CULCON Sponsors AAS-in-Asia 2020

CULCON (U.S.-Japan Conference on Cultural and Educational Interchange) is excited to take part in AAS-in-Asia 2020 for the first time under this difficult time. Since CULCON has often participated in the past AAS Conferences in the U.S. by the support of Japan-U.S. Friendship Commission (JUSFC), we are particularly happy this time to be able to welcome wider Asian colleagues and audiences to join our conversation with both Japan and U.S. CULCON Panelists in our “Special Panel: Reports from CULCON” on September 1, 2020.
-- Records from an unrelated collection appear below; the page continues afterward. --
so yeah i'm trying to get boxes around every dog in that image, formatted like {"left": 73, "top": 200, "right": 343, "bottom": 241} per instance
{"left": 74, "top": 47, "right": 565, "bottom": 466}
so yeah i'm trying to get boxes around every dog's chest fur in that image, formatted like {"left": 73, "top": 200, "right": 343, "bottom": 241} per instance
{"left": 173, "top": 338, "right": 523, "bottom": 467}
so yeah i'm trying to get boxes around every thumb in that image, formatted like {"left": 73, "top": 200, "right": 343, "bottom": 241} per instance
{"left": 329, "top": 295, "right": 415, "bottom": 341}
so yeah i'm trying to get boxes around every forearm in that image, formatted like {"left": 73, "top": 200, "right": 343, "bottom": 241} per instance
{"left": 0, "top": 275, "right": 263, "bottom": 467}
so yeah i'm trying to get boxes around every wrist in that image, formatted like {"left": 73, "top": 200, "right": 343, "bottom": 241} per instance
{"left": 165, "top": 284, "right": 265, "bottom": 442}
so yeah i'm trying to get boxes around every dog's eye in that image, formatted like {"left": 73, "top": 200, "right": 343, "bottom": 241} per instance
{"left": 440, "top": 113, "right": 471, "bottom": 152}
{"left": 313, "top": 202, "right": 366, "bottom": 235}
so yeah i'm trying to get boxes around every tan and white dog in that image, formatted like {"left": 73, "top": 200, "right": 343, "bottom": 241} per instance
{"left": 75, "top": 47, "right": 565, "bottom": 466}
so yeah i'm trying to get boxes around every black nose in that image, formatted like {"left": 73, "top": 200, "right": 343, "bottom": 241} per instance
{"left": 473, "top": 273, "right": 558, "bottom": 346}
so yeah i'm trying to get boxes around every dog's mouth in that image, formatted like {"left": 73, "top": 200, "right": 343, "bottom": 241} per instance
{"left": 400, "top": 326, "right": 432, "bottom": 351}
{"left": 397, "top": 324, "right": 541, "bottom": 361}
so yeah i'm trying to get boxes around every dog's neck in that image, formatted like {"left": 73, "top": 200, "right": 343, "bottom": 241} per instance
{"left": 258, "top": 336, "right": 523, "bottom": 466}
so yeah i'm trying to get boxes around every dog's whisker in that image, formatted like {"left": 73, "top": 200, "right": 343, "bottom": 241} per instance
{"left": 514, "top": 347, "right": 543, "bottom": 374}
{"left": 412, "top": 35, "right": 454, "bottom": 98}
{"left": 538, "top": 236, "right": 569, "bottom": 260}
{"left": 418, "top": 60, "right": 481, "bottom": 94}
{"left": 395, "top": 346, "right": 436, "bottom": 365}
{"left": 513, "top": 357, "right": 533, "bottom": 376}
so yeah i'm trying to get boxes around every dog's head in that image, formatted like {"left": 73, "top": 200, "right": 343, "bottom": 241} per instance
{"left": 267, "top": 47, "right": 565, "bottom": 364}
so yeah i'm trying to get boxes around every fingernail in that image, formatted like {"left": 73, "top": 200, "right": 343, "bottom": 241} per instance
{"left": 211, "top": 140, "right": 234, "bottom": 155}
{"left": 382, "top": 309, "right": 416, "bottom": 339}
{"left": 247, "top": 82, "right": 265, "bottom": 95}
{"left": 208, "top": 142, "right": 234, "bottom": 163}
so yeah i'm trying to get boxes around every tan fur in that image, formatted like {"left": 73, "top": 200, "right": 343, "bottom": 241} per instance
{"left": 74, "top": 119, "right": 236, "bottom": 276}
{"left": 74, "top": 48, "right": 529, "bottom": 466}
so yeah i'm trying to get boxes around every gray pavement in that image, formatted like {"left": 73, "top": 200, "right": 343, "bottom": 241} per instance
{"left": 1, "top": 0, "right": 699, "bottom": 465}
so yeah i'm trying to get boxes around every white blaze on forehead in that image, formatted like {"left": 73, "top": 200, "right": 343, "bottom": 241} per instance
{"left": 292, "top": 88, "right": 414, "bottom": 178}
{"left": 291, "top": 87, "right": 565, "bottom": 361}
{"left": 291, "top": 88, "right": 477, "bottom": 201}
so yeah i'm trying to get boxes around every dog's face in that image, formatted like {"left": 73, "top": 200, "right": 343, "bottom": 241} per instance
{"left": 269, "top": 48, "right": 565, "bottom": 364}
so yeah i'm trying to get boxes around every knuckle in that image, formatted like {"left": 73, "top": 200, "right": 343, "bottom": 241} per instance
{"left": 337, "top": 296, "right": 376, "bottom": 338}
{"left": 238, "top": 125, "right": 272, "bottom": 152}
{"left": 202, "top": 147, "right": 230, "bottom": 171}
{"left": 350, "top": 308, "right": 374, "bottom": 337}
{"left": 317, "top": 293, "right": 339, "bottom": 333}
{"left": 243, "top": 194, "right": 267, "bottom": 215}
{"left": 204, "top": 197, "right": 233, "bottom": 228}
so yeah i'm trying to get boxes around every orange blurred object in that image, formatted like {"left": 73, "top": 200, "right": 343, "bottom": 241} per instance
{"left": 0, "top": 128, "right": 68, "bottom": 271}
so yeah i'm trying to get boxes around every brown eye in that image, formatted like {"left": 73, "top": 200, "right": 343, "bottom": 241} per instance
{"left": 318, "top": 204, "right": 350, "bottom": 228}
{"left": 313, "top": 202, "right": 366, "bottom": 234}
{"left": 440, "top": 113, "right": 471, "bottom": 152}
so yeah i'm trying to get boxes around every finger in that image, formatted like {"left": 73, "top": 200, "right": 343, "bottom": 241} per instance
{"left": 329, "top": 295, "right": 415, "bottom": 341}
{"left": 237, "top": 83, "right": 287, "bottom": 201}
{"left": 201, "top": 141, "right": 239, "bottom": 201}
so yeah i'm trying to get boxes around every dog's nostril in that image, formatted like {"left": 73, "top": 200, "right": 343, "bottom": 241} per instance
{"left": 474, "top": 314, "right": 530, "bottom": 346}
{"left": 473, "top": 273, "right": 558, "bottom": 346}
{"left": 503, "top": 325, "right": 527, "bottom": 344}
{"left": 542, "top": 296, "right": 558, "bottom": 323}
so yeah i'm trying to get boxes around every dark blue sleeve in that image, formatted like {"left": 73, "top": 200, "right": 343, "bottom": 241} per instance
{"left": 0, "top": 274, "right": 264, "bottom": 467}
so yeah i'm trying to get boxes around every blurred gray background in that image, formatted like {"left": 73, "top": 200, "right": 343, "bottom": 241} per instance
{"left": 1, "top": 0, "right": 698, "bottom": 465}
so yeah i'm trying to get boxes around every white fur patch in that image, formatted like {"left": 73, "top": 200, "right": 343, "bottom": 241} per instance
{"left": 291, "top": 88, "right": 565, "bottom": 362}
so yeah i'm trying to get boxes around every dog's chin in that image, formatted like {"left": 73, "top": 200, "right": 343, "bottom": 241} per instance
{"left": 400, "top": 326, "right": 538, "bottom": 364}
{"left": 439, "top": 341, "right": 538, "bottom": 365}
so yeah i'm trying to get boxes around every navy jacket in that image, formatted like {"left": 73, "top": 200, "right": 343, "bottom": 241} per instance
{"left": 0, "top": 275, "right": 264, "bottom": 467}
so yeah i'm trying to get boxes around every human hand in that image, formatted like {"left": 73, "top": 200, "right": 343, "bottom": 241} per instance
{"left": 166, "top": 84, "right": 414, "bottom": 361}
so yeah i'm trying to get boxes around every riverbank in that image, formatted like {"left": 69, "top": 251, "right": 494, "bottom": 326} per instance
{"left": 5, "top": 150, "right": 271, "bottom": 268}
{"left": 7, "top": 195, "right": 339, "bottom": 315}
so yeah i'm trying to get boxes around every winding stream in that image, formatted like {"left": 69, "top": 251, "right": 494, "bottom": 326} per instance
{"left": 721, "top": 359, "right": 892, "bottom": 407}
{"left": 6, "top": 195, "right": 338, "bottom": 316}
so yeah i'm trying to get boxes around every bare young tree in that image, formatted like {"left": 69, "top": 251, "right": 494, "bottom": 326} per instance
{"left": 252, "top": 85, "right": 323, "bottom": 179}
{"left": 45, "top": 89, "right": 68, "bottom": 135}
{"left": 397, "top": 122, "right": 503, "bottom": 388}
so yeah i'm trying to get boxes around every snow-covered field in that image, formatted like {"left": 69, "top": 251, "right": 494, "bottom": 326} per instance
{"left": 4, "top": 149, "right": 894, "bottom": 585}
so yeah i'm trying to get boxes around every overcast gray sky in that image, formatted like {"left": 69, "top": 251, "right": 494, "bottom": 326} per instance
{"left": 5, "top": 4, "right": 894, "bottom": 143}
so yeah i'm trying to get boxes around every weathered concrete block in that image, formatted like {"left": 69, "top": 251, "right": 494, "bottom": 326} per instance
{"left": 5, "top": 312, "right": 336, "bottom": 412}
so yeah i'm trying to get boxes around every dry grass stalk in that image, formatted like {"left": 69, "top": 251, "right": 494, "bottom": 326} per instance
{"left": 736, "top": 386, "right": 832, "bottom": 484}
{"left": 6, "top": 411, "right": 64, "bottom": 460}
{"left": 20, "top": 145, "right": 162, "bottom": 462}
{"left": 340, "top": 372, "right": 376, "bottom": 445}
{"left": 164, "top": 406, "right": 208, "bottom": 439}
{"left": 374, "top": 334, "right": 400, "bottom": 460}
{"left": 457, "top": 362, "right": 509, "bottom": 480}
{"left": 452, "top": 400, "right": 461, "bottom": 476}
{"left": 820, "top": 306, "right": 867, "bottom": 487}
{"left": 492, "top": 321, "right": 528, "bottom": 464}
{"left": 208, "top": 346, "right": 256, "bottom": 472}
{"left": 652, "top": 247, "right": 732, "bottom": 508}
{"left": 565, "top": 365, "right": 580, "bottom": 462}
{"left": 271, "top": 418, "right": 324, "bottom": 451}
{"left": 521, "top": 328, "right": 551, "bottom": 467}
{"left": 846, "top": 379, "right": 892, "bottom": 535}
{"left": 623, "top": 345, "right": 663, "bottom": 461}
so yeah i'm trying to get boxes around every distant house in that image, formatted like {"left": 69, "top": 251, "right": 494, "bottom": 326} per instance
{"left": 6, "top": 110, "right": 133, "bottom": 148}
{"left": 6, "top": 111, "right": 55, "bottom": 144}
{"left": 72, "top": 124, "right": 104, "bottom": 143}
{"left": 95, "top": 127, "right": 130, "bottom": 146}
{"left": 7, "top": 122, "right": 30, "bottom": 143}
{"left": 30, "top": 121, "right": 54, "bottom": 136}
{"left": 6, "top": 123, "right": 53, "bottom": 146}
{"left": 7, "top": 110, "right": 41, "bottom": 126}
In this Special Panel, we plan to talk about CULCON’s unique mission and how it was built and has been working in the past 60 years. To attract both public and official attention on vital cultural, educational and intellectual underpinnings of the binational relationship, CULCON has convened the regular forum of discussions by twelve Panelists from each country and has submitted the various policy recommendations to both governments so that the best new ideas are implemented as operational programs. In this CULCON Special Panel, we would like to introduce CULCON’s recent activities and universal goals that could be shared by AAS community members as the common agenda but not as one example of a unique case of Japan and the U.S.

Panelists are Dr. Sheila A. Smith, Council on Foreign Relations, Washington, D.C. and Dr. Fumiaki Kubo, The University of Tokyo, Japan.

In addition, this will be the first opportunity to virtually introduce two subcommittees’ final reports - Arts Dialogue Committee (ADC) and Education Review Committee (ERC). A Q&A session and a discussion including the audience will follow.

Arts Dialogue Committee (ADC) is led by Dr. Anne Nishimura Morse, The Museum of Fine Arts, Boston. ADC examines future measures to deepen interaction with Japanese art from traditional Japanese art to contemporary art and builds frameworks for cooperation and exchanges among scholars and artists that are beneficial to both the U.S. and Japan. Since its inception ten years ago, the ADC’s strategic and holistic set of goals has resulted in tangible contributions to the field in four areas: 1) The next generation of Japanese art professionals and its career pathways, 2) U.S.-Japan curatorial exchanges, 3) The new web-based information platform, and 4) Creation of a new campaign to expand public outreach.

Education Review Committee (ERC) is led by Dr. Masako Egawa, Hitotsubashi University, Japan. The governments, academic institutions, and the private sectors of both countries have taken tangible steps in addressing the Education Task Force (ETF)’s recommendations, in substantive ways, and set out the ambitious goal: Doubling the Number of U.S. and Japanese Students Studying in Each Other’s Country by 2020. Dr. Egawa will present and share here resourceful data and information from public and private sectors databases in order to understand the student mobility to the details. Let’s see whether the U.S.-Japan student mobility actually achieved this doubling goal within these eight years and see what the pressing issues for all of us to tackle in this global COVID-19 pandemic era.